Arkansas Attorney General Tim Griffin calls for State Department to remove visas for students backing terror groups

LITTLE ROCK, Ark. – Arkansas Attorney General Tim Griffin is calling on the United States Department of State to remove foreign student visa holders who have shown support to terror groups.

Griffin sent a letter on behalf of a coalition of 20 state attorneys general to Secretary of State Antony Blinken and Secretary of Homeland Security Alejandro Mayorkas calling for the change a month after the Hamas attack on Israel, leaving at least 1,400 Israelis dead.

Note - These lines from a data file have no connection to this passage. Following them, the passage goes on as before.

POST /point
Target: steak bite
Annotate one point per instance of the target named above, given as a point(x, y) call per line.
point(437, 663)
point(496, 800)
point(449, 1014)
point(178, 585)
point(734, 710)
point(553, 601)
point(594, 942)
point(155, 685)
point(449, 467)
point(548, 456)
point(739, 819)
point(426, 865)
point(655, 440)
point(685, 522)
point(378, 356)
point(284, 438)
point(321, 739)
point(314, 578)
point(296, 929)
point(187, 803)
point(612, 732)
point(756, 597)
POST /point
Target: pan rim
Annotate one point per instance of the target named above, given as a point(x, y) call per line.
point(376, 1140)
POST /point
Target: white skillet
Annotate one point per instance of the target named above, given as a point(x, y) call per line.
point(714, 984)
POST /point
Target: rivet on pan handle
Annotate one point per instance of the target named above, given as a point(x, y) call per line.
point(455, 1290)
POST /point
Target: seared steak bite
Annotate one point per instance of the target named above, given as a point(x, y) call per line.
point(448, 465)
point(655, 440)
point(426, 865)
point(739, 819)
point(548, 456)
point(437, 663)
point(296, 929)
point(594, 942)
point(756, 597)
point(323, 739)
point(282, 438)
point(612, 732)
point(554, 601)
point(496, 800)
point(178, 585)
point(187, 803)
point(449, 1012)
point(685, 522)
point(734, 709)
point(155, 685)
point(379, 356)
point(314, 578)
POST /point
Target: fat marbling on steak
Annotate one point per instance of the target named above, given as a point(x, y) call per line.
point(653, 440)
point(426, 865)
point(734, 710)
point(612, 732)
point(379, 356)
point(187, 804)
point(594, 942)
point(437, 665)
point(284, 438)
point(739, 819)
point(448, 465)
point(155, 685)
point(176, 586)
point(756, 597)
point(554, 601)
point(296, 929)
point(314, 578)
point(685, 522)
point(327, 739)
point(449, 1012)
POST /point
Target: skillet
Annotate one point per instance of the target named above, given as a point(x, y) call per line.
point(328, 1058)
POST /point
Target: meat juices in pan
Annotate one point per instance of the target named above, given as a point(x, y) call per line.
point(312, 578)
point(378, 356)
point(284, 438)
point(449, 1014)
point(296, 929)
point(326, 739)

“Since the October 7 Hamas terrorist attack on Israel, where 1,400 men, women, children and babies were killed and 240 were taken captive, college campuses have become a glowing hotbed of antisemitic activity and threats of violence against Jewish students and people at a time when Students for Justice in Palestine (SJP), a group linked to both Hamas and the Palestinian Islamic Jihad—two entities designated by the U.S. Department of State as ‘foreign terrorist organizations’—issued a ‘call to action’ asking its college chapters to hold demonstrations on campuses across the country,” Griffin said in a statement released after sending the letter.

Griffin is asking for the State Department to vet foreign student visa holders. Griffin said that he and the other attorneys general are concerned that college students in the United States on student visas may be supporting terrorist activity through membership in SJP, making them ineligible to hold visas.

“As state attorneys general, we are concerned that foreign students admitted to colleges in the United States on student visas may be supporting terrorist activity through membership in SJP and are ineligible to hold a student visa under the Immigration and Nationality Act,” Griffin said.

Under the Immigration and Nationality Act, a foreigner who supports terrorist acts is ineligible to receive a visa and ineligible to be admitted in the United States. Providing support to foreign terrorist organizations is a felony under Arkansas law.

Griffin was joined in his letter by the attorneys general of Alabama, Alaska, Florida, Georgia. Idaho, Indiana, Iowa, Kansas, Louisiana, Mississippi, Missouri, Montana, Nebraska, Oklahoma, South Carolina, Texas, Utah, Virginia and West Virginia.